Expert consultation accelerates advances in nutrition science

Wellcome and the World Health Organization (WHO) hosted an expert meeting in October 2018 that brought together leading scientists and promising early-career researchers to invigorate nutrition science.

Cashew nuts in the shape of the human brain

Credit: Dan Salaman

The meeting's aim was to break down scientific silos and stimulate innovative thinking.

This intensive 2.5-day meeting piloted a new way of working for Wellcome. Attendees were challenged to look at nutritional problems in a different way, working together to define the research priorities in this multi-faceted field.

At the end of the meeting the new groups pitched their ideas to a nutrition advisory panel convened specially for the meeting.

We're pleased to announce that four of the ideas were successful and are being supported with pump-priming funds for a year. We hope the developed projects will then be able to apply for larger-scale funding.

1. DoMInO: Diet on Microbiome interactions for better Immune Outcomes

Aim: to use seasonal variation in vaccine response as an ‘experiment of nature’ to interrogate how diet-microbiome interactions might influence infant immune development.

Team: Sophie Moore, Andrew Prentice, Carlito Lebrilla, Ruairi Robertson and Eran Elinav.

2. Nu-MET: NUDGES to Metabolically Characterise Nutritionally Compromised Individuals

Aim: to create an adaptive mechanistic research platform to investigate how nutritionally compromised individuals (at both ends of the nutrition spectrum) respond to metabolic challenges.

Team: Albert Koulman, Jay Berkely, Robert Bandsma, Jessica Farebrother and Lars Dragstead.

3. Enhance the Burn: Improving metabolic ‘burn’ to re-establish healthy skeletal and adipose metabolism

Aim: to generate a deeper understanding of muscle metabolism and nutritional status by investigating survivors of childhood cancer as a model for accelerated ageing.

Team: Steve Wooton, Mike Stevens, Marlou Dirks, Julian Hamilton-Shield, Helen Roche, Saaed Shoaie, Adil Mardinogl and Lars Dragstead.

4. Applying food science to inform diet choices and improve health

Aim: approach the concept of the nutritional value of weaning foods across the entire food pathway from crop variation to individual effects on metabolism and the microbiome.
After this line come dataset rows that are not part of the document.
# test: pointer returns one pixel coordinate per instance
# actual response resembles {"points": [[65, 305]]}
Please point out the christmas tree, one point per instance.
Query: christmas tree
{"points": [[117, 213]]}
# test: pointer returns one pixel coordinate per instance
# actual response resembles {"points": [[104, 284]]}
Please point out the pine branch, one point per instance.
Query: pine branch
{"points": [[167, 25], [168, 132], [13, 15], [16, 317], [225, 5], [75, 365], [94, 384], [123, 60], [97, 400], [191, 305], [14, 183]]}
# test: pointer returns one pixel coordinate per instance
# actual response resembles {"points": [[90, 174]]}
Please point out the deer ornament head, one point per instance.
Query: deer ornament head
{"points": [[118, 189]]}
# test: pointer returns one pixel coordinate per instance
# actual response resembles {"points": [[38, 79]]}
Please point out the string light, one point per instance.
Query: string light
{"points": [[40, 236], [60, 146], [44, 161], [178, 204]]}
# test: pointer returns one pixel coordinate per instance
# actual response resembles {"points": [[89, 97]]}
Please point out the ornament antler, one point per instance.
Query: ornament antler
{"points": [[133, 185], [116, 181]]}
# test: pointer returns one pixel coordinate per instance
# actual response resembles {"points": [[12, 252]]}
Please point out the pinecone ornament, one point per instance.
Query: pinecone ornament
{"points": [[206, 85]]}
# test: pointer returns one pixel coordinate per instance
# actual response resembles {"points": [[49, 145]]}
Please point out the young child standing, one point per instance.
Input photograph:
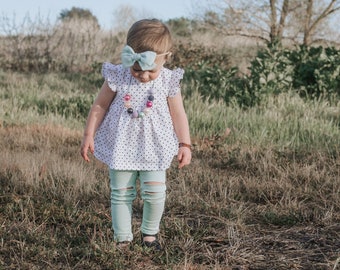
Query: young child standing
{"points": [[136, 126]]}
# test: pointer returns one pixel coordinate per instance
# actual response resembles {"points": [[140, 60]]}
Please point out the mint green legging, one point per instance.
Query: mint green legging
{"points": [[123, 193]]}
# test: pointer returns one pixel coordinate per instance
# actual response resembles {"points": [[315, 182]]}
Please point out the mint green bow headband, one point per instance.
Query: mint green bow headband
{"points": [[146, 60]]}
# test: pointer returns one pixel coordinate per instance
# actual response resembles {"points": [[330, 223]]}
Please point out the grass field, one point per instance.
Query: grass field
{"points": [[262, 191]]}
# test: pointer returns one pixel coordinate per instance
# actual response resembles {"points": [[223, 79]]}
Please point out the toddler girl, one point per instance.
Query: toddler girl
{"points": [[136, 126]]}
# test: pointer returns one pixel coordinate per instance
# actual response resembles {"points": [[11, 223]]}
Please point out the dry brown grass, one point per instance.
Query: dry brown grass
{"points": [[232, 208]]}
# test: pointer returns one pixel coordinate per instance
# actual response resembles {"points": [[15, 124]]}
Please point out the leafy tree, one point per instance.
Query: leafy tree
{"points": [[77, 14], [272, 20]]}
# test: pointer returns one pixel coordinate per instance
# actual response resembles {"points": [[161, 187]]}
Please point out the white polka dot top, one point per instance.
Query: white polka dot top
{"points": [[148, 142]]}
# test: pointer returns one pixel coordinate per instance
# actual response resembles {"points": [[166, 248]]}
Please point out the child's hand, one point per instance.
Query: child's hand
{"points": [[183, 156], [87, 144]]}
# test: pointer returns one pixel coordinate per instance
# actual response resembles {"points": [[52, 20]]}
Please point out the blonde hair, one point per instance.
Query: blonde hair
{"points": [[149, 35]]}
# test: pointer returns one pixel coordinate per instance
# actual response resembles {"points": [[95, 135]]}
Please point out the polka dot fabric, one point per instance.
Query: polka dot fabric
{"points": [[148, 143]]}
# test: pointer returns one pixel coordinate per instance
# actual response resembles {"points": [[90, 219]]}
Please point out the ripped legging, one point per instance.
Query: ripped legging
{"points": [[123, 192]]}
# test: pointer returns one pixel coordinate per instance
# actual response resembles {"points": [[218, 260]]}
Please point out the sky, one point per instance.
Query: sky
{"points": [[104, 10]]}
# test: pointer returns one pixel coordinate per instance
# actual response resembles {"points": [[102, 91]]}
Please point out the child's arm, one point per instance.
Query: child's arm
{"points": [[180, 122], [96, 116]]}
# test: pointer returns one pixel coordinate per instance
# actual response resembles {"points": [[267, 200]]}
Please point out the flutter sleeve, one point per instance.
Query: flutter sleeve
{"points": [[174, 83], [110, 74]]}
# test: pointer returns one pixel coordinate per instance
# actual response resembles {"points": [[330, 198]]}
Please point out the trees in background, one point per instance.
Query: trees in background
{"points": [[302, 22]]}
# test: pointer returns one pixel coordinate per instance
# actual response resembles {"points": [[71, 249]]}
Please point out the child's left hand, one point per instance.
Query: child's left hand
{"points": [[183, 156]]}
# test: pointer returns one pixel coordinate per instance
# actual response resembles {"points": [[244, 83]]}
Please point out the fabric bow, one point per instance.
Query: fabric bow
{"points": [[146, 60]]}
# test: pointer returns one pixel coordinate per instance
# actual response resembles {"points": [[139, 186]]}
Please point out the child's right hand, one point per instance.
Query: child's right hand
{"points": [[87, 144]]}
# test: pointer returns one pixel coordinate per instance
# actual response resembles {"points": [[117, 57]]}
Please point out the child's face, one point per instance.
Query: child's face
{"points": [[145, 76]]}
Team: Luke Bell, Alan Walker, Emily Balskus, Cathrina Edwards, Margaret Kosek and Lindsay Hall.

    Why this meeting was needed

    Wherever we live, at any age, good nutrition is the foundation of health.

    Patterns of malnutrition are changing. While the number of underweight and stunted children is decreasing in some countries, the number of children and adults who are overweight and obese is increasing in virtually every country. This will have major health and economic consequences for generations to come.

    Many countries are facing a double burden of malnutrition with undernutrition and overweight/obesity happening at the same time within their populations. This is posing major challenges to health systems and policy makers. 

    Throughout life, poor nutrition increases susceptibility to disease and reduces our ability to recover from illness and respond to treatment. And as people live longer, maintaining good nutrition in later life is a challenge for health providers and individuals alike. In addition to health complications, malnutrition has lifelong ramifications because it affects our ability to learn and earn.

    Despite its fundamental importance to health, there are concerns that nutrition research is not keeping up with these challenges. By bringing together leading experts from a range of areas with promising early career scientists, we tried to start a disruptive conversation on the future of nutrition science.

    'Transforming Nutrition Science for Better Health' was held at Wellcome’s London office from 15-17 October 2018. It aimed to:

    • generate innovative research ideas with the potential to yield new health interventions to improve the health and wellbeing of children and adults
    • stimulate interdisciplinary exploration and foster collaborative approaches
    • inspire younger researchers to pursue careers in nutrition science
    • draw public attention to the importance of nutrition and how research improves health.